Just consider President Harry S. Truman, who experienced failures in both the oil business and the clothing business before making a name for himself in politics. After one failed endeavor, the future president even went broke. What Truman knew, however, was that if you bring a positive attitude and continue to work hard even when projects fail, you’ll eventually be rewarded.
It’s easier said than done but finding creative ways to turn your failures into successes could be the key to a career you haven’t even imagined for yourself yet.
Burning desire and intelligent ignorance are crucial for success.
You might be wondering what motivates successful people to become overachievers. Sure, having a good attitude and positive self-image are important. But the most successful people embody the sixth and final step in our journey – a burning desire to excel.
In many cases, desire can give you the ability to win against the worst of odds. That’s what happened to the American boxer Billy Miske. In 1923, after being hospitalized for kidney failure, Miske was diagnosed with Bright’s disease. He knew that he had less than a year to live, and he felt compelled to provide his family with one last merry Christmas.

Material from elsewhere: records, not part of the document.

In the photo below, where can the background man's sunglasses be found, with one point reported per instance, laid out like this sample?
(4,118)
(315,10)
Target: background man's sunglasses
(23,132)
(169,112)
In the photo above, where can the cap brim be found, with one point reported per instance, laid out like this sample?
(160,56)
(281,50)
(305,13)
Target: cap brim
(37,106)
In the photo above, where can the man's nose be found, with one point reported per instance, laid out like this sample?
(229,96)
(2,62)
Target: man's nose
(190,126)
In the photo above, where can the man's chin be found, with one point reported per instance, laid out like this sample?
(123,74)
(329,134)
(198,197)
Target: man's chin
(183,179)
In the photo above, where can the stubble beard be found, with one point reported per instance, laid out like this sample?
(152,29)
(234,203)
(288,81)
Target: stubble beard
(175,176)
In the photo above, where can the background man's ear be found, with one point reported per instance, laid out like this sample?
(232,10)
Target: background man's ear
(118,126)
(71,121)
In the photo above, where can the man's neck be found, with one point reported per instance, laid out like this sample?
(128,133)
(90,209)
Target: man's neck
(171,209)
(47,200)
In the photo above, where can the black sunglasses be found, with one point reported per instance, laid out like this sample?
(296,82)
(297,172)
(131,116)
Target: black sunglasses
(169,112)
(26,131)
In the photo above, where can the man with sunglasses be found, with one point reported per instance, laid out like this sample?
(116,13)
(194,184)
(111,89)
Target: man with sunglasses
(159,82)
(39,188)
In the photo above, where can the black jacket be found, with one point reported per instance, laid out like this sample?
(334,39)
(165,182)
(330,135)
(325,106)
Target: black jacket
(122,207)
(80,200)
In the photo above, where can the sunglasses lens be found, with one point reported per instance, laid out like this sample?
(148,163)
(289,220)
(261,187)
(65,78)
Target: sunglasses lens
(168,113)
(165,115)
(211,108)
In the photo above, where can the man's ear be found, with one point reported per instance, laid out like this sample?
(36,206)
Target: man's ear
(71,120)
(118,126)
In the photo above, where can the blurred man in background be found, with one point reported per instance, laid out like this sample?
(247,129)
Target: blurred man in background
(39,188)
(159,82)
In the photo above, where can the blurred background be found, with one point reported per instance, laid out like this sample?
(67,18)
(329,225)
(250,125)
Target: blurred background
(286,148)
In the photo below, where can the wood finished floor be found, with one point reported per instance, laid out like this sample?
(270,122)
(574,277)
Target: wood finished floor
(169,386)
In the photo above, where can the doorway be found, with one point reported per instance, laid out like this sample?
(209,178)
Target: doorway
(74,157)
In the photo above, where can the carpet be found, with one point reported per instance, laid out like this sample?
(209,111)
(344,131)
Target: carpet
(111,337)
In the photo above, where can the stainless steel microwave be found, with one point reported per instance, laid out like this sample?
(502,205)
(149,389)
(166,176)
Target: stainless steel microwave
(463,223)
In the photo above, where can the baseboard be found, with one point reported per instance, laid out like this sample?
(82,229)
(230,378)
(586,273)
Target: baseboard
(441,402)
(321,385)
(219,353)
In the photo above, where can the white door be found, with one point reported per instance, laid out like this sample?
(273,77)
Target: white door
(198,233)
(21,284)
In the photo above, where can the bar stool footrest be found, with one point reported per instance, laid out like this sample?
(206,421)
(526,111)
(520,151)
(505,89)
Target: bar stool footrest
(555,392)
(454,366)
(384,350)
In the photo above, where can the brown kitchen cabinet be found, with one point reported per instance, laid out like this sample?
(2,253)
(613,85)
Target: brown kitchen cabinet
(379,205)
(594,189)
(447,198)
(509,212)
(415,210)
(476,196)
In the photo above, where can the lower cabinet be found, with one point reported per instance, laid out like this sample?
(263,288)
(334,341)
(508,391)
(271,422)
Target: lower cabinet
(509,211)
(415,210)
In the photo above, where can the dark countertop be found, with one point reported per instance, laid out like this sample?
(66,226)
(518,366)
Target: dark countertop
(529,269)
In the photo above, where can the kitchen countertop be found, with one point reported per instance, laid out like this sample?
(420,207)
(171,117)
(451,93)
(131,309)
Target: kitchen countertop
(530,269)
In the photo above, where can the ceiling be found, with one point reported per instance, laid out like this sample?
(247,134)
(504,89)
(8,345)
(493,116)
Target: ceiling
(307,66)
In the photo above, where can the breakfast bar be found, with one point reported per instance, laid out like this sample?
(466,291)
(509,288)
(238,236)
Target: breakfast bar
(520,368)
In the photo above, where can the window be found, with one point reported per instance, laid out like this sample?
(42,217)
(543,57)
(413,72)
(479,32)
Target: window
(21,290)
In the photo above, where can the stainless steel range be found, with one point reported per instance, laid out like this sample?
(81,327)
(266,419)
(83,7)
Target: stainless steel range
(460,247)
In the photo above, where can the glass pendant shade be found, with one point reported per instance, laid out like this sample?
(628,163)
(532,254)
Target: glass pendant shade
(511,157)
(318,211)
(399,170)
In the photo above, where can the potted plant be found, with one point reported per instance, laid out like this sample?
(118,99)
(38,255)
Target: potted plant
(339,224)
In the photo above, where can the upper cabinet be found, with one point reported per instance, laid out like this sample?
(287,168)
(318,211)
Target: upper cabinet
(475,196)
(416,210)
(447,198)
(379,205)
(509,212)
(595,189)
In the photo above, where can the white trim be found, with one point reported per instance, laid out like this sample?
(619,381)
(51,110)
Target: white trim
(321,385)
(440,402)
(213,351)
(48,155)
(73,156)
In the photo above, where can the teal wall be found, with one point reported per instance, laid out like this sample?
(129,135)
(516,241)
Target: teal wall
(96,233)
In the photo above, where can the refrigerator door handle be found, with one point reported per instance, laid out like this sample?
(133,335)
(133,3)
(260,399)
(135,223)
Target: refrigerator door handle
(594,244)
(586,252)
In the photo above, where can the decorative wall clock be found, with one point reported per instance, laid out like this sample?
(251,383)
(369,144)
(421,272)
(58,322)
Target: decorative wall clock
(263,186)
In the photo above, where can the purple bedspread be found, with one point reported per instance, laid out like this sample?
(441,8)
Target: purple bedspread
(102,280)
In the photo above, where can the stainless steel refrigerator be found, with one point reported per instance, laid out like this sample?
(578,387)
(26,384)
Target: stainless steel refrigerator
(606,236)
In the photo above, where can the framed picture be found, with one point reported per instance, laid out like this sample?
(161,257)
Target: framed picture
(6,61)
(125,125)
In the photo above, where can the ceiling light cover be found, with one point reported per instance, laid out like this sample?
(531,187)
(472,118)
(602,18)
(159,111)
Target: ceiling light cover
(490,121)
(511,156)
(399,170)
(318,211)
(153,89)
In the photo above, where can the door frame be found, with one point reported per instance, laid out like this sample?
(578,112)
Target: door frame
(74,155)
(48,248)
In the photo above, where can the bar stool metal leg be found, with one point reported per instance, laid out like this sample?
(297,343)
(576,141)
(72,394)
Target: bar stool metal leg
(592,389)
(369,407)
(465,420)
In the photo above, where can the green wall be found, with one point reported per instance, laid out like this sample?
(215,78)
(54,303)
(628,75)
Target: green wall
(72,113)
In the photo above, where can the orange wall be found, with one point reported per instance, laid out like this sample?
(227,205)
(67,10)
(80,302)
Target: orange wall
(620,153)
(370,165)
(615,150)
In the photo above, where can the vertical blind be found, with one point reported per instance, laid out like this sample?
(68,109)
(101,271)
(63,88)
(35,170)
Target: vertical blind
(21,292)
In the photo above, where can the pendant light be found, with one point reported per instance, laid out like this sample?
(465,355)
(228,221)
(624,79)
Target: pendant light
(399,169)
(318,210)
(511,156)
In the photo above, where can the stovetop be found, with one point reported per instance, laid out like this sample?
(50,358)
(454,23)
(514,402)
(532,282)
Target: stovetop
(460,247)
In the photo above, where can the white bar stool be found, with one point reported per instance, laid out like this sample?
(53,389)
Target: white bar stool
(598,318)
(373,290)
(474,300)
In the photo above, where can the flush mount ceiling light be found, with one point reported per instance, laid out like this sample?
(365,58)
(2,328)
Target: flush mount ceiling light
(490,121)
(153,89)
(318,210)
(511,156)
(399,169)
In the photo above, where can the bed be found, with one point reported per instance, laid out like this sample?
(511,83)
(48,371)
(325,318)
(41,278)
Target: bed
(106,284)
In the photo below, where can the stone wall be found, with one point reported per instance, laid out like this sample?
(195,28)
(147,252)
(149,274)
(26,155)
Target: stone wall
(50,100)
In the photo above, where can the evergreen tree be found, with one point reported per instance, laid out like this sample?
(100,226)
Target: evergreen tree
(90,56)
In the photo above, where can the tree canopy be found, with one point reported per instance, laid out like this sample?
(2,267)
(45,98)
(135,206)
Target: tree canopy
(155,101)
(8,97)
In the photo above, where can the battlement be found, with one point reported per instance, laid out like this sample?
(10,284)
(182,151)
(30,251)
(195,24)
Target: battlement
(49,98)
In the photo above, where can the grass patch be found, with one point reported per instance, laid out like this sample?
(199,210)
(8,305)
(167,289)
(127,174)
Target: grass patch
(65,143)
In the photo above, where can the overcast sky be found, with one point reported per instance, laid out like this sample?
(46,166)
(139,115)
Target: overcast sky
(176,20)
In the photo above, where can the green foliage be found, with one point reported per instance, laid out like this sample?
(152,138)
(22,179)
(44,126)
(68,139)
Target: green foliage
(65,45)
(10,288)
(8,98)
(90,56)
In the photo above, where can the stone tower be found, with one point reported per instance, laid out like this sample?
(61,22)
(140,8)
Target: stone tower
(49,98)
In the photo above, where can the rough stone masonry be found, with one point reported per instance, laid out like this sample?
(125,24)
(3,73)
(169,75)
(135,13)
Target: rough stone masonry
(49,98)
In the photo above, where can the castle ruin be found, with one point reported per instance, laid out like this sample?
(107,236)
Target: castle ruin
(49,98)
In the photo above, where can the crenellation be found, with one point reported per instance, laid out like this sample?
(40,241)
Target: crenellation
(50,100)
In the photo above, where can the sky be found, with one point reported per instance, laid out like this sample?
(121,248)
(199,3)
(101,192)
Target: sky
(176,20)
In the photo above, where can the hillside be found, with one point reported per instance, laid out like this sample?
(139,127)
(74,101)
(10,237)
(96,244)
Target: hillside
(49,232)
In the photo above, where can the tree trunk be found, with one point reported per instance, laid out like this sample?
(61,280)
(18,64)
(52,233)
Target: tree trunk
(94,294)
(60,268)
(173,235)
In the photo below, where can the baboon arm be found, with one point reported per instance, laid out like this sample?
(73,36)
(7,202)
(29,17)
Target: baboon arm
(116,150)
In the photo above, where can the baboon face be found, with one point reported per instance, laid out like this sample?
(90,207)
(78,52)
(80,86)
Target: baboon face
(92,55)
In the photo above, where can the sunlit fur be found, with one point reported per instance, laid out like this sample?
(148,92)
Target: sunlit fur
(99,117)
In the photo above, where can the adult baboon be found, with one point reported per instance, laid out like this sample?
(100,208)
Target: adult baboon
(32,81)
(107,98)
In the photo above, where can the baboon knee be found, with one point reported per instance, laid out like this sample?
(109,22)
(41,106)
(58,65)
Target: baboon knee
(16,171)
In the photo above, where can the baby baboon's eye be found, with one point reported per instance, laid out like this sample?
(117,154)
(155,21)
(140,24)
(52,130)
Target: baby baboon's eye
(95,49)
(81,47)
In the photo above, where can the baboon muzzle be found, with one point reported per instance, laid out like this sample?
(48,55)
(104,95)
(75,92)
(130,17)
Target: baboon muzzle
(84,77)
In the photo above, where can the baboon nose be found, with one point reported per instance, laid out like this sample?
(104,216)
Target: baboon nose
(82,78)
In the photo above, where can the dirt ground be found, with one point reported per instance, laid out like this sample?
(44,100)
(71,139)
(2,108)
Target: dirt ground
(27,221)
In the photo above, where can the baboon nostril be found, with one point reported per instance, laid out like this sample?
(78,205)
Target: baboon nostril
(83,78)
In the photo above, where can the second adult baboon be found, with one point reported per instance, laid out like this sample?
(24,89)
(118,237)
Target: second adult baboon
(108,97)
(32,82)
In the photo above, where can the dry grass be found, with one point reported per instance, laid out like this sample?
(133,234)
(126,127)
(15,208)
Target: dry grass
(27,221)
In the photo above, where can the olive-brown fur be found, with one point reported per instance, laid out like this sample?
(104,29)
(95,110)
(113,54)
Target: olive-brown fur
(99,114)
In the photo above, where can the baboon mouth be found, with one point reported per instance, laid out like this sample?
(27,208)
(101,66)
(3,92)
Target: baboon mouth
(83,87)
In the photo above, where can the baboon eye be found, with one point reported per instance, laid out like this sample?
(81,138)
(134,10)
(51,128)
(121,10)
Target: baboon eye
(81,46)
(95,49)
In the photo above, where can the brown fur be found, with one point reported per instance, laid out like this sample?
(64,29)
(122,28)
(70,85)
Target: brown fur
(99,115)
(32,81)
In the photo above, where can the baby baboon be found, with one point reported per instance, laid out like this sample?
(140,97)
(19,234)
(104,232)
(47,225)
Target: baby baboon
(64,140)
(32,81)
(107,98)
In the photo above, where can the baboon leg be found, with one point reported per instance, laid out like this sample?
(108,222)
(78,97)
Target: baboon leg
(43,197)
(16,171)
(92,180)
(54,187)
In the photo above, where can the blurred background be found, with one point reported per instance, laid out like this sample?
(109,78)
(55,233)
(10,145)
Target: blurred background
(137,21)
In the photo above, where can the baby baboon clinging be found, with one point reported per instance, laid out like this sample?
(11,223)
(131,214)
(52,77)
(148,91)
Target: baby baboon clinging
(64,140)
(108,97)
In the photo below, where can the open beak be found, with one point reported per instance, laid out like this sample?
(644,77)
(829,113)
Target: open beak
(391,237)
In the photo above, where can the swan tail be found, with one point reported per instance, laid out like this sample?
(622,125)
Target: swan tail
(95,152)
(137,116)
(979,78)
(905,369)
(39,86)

Miske was broke, however. So, in November of that year, he convinced his manager Jack Reddy to let him fight one last time.
Since Miske didn’t have the physical strength to train, he had to stay at home until the big day. On that day, he traveled to Omaha, Nebraska, where he was to face Bill Brennan – a boxer who was past his prime but nevertheless a formidable opponent.
Against all odds, Miske beat Brennen in four rounds. Thanks to his burning desire to win, he was able to take home $2,400 for his family just weeks before his death.
People like Miske can beat the odds and achieve remarkable feats because of what is called intelligent ignorance. These people have such a strong desire that they don’t know what they can’t achieve, and they find a way to succeed even in the most unlikely of situations.
Of course, intelligent ignorance and desire don’t guarantee success. But even if you fail to achieve your goal, when you put all your efforts into an endeavor, you can face failure knowing that you gave it your all. Plus, your experience with maintaining a good attitude despite losing will improve your chances of success the next time.
What this shows is that desire is only one part of your road to success. If you don’t have a positive self-image, healthy relationships, a good attitude, concrete goals, and a persistent work ethic, it will mean very little.
And while there might not be a shortcut to success, don’t be discouraged. As you now know, you already have what it takes!
The key message in this article:
There are six steps you need to take if you want to be successful: improve your self-image, strengthen your relationships, set specific goals, adopt a positive attitude, work hard, and be driven by a burning desire. While you can’t skip any of these steps on your way to the top, rest assured that everything you need to start is already inside of you.